Frattanto, siamo giunti a quest’oggi. Filippo mi ha telegrafato ieri che si metteva in viaggio; arriverà oggi al tocco. Eccellente amico! Capiterà con la sua bell’aria marziale di paladino antico. Non è un letterato, che Dio lo benedica; è un uom di fatti, tagliato alla brava in un buon tronco di querce, diritto come una spada e netto come il filo d’un rasoio. In che modo siamo andati d’accordo noi due? Per le nostre dissonanze, direbbe un osservatore superficiale; e non è vero. Se all’aspetto non ci rassomigliamo punto punto, credo che abbiamo comune qualche intrinseca qualità, e che questa ci unisca. Egli è più rigido, in apparenza, più riguardoso nelle sue maniere, più abbottonato; ma è poi altrettanto sincero. Abbiamo il nostro guscio tutt’e due; ma io, meno savio, son troppo spesso e volentieri fuori del guscio. Altra differenza; io faccio spropositi da cavallo, sempre nell’idea di andar per le spicce, mentre egli è sempre ponderato e di buon consiglio; eppure non ne dà mai di debolezza nè di pace. Vecchio schermidore da terreno, suol dire che la migliore di tutte le parate è l’andare a fondo.
Curioso cavaliere, che per gloria sua avrebbe dovuto nascere otto secoli fa! Ricorderò sempre quella volta che andò per conto mio, con un altro degno collega, a chiedere una spiegazione. Trovò l’avversario, brav’uomo e d’ingegno, che aveva avuta la colpa o il merito di darmi una solenne stroncatura per certi miei versi, e gli parlò in questa forma:
— Perdoni l’incomodo, che sarà breve.

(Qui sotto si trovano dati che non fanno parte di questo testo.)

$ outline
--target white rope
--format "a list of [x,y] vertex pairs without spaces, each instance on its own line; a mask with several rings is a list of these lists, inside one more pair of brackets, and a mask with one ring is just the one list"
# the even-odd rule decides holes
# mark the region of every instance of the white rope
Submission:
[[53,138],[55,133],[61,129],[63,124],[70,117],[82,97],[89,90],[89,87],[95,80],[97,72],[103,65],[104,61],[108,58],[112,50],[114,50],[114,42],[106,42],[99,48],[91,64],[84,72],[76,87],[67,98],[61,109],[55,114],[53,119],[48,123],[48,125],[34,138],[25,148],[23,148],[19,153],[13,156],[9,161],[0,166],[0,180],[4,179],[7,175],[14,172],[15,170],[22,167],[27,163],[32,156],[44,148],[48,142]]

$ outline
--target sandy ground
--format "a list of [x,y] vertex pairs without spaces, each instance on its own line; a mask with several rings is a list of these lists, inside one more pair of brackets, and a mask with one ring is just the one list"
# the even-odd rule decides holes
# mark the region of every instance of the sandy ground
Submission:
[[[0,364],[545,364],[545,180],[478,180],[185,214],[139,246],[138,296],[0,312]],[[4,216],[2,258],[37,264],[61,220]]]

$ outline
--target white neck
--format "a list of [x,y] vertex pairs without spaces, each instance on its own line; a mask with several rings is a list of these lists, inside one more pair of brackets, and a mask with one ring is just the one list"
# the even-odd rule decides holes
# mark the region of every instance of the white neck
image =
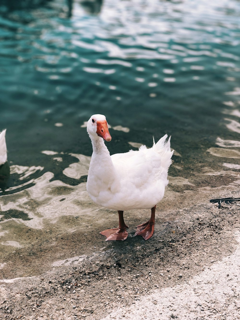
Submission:
[[[103,139],[101,137],[92,138],[90,137],[92,145],[92,154],[110,155],[108,148],[105,145]],[[95,138],[95,137],[94,137]]]

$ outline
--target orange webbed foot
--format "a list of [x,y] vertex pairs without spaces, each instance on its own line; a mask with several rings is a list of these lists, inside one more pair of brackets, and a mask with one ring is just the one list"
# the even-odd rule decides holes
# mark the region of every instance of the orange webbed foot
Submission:
[[154,232],[154,224],[150,223],[149,221],[136,227],[137,230],[133,236],[141,236],[145,240],[148,240],[153,235]]
[[126,227],[123,229],[119,229],[118,228],[107,229],[99,233],[100,235],[107,237],[105,241],[110,241],[111,240],[122,240],[123,241],[126,239],[128,235],[128,233],[126,230],[126,228],[128,227],[127,226]]

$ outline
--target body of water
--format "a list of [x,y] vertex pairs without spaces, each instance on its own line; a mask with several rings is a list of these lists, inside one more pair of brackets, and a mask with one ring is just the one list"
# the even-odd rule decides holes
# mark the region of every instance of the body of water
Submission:
[[36,248],[49,221],[105,212],[84,183],[92,114],[111,126],[111,154],[171,135],[170,174],[182,182],[240,168],[239,1],[37,2],[0,2],[0,131],[11,174],[0,192],[3,266],[21,248],[40,259],[28,228]]

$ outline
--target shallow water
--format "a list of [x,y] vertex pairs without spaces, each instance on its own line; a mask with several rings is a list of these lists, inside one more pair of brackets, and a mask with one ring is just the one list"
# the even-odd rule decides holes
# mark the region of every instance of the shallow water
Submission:
[[[7,270],[19,253],[21,275],[31,268],[23,252],[42,259],[39,246],[55,253],[54,237],[64,235],[77,253],[79,233],[89,236],[83,226],[93,236],[114,226],[104,218],[114,212],[85,190],[92,115],[111,125],[111,154],[172,135],[175,191],[192,190],[188,179],[206,168],[237,172],[240,157],[239,2],[39,2],[0,4],[0,130],[11,172],[0,191],[0,262]],[[197,187],[210,183],[200,180]],[[70,254],[65,241],[60,259]]]

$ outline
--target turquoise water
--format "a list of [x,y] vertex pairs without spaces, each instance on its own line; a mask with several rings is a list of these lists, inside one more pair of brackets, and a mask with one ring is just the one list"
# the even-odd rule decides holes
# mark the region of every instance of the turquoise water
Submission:
[[9,160],[45,167],[43,150],[91,155],[81,126],[96,113],[130,129],[112,131],[113,153],[167,133],[189,160],[234,136],[222,112],[239,99],[226,94],[239,86],[239,2],[26,2],[0,7]]
[[[81,183],[93,114],[112,127],[111,154],[172,136],[170,199],[225,185],[240,169],[239,1],[37,2],[0,2],[0,131],[11,172],[0,191],[4,277],[100,250],[97,233],[117,223]],[[163,219],[173,219],[166,199]]]

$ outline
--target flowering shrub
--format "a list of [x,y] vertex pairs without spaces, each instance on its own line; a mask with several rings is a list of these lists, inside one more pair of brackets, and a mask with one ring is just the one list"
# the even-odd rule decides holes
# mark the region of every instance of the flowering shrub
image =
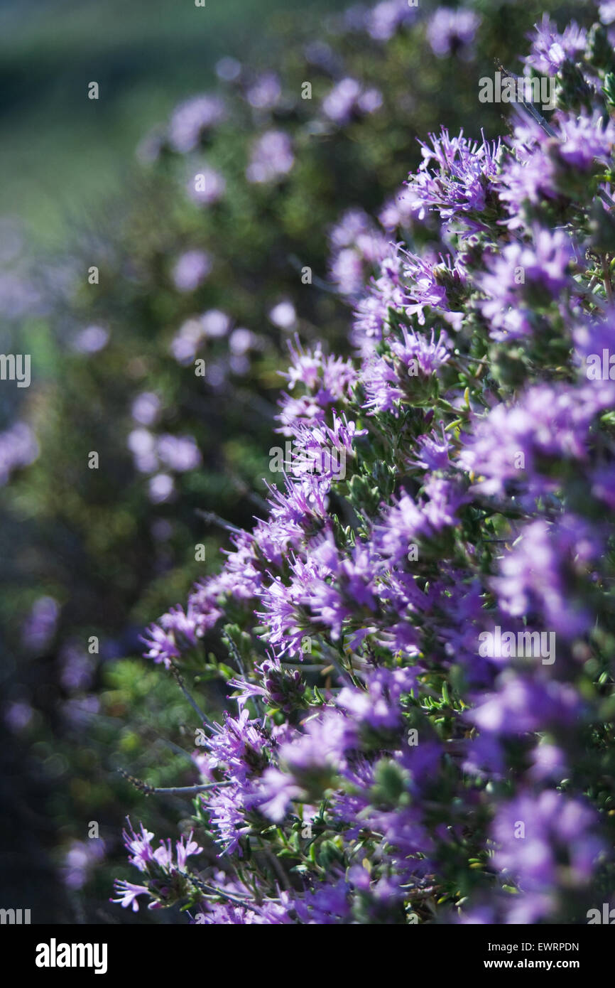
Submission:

Siamo i tali dei tali; veniamo in nome del signor Rinaldo Morelli, nostro amico, a chiederle in cortesia tre cose: il luogo, l’arma e l’ora. —
Filippo Ferri è fatto così; tutto d’un pezzo. Sta sulla sua come un Artabano; ma nessuna sua parola offende. Pochi uomini sono cortesi quanto lui, nessuno più di lui; ma suol parare andando a fondo. Ha dolce il sorriso e fiero lo sguardo; solo a vederlo per istrada bisogna dire: ecco un uomo.

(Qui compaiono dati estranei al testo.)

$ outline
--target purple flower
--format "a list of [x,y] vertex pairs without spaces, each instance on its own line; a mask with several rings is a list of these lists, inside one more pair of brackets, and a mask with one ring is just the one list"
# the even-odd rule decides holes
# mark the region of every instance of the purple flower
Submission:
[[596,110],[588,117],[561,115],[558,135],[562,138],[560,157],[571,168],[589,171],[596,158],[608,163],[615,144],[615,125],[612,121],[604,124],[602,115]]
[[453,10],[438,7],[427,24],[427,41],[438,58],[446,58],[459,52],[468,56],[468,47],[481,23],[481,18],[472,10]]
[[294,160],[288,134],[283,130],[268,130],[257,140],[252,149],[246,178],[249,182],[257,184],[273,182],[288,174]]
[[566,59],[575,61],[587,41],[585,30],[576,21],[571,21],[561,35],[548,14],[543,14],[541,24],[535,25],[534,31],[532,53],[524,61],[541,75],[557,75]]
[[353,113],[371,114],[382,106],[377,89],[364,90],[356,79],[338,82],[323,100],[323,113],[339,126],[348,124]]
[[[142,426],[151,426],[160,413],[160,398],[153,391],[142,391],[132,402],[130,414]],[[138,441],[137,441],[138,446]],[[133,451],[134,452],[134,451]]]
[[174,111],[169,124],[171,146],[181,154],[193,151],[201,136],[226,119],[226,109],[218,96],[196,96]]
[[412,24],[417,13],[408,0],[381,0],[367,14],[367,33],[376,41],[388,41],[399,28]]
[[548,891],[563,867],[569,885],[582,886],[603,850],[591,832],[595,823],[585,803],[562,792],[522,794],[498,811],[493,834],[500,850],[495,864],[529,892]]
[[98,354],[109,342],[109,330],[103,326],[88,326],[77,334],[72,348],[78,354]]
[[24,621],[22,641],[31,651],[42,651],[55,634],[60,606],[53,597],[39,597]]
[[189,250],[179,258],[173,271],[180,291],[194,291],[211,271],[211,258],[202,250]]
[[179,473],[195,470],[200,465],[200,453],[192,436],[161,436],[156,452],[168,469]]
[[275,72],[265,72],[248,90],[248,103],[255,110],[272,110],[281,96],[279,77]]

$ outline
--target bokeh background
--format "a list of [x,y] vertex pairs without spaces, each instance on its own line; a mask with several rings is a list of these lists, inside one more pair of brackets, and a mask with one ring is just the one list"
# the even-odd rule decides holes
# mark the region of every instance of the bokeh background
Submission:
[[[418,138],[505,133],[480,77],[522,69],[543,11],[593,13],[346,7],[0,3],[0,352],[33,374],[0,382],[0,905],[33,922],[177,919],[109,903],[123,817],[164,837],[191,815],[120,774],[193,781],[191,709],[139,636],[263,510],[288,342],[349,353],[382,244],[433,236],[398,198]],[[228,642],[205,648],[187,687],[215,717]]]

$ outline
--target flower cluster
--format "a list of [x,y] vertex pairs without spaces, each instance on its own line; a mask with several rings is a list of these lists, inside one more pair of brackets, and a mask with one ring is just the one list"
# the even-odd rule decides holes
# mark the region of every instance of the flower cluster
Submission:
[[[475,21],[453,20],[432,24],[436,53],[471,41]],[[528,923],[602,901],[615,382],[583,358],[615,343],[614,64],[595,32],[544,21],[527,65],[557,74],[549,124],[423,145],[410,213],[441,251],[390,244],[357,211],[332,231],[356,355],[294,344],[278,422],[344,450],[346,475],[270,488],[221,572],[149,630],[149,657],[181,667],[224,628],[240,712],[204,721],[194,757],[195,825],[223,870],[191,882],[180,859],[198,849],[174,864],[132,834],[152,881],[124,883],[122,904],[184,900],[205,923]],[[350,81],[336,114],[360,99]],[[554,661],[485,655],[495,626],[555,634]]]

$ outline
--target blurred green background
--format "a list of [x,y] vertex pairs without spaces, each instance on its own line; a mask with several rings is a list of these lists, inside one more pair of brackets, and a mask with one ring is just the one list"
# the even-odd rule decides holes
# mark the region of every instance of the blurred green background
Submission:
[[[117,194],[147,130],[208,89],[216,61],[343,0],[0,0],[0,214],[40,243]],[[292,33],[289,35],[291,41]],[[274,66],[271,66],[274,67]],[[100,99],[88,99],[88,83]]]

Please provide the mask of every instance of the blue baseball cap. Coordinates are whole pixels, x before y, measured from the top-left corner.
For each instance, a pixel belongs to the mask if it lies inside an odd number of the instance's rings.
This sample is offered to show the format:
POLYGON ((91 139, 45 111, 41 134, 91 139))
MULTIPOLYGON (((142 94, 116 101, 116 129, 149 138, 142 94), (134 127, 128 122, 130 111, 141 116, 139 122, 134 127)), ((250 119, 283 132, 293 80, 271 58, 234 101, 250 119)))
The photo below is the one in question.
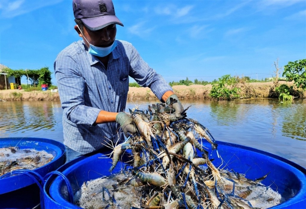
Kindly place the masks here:
POLYGON ((123 26, 115 14, 112 0, 73 0, 74 17, 81 19, 92 31, 99 30, 111 24, 123 26))

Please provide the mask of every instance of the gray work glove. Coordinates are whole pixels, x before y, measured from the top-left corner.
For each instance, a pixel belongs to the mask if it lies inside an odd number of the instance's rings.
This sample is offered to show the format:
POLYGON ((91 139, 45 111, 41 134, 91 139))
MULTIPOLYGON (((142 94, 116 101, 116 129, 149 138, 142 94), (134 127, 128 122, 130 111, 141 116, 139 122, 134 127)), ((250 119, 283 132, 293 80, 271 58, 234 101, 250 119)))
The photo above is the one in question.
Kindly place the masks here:
POLYGON ((129 136, 128 132, 135 134, 137 132, 137 129, 132 124, 131 116, 124 112, 120 112, 116 117, 116 122, 120 124, 121 129, 126 137, 129 136))
POLYGON ((183 106, 181 102, 178 100, 177 96, 176 94, 172 94, 167 99, 166 104, 167 105, 170 105, 172 103, 172 108, 175 110, 175 117, 179 118, 181 116, 182 112, 184 110, 183 106))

Al tocco ero alla stazione della strada ferrata, distante un’ora da questo dolce paese. Il treno è arrivato ansimando, come per farmi capire che non era colpa sua se giungeva con quaranta minuti di ritardo. La testa di Filippo appariva da un finestrino, e gli occhi suoi mi balenarono un sorriso che ancora non trapelava dal doppio festoncino dei baffi. Corsi ad aprirgli lo sportello; si calò giù, e mi si avventò al collo come un padre. Ma dopo avermi baciato e ribaciato, si tirò indietro con aria di rimprovero, aria paterna anche questa, per dirmi:
— Ah cane! Così mi hai ingannato?
— Io! — esclamai. — In che modo?
— Dicendomi che non c’era l’inglesina, perbacco.
— E non c’è, difatti, non c’è.
— Come, non c’è? Non mi hai tu incominciata la tua lettera in inglese? Ancora un paragrafo di quegli starnuti, e mi toccava di pigliare un interpetre. Sai bene che d’inglese io non ne mastico, e di tedesco nemmeno. —
Lo so benissimo. Tra le originalità di Filippo Ferri c’è questa, di non volersi dedicare a nessuno studio di prossima e diretta utilità. Per capriccio ha imparato l’ebraico; per prolungamento di capriccio ha imparato l’arabo e il copto.
— Sai che l’inglese è la mia passione; — gli dissi.
— E le inglesine no?
— No, ti giuro; e quando ti avrò raccontato ogni cosa, vedrai che si tratta di ben altro. Ora non è il momento.
— Nè il luogo; — soggiunse Filippo. — Lasciami dar la valigia a qualcheduno.
— C’è qui Pilade, il mio servitore. Hai bagaglio?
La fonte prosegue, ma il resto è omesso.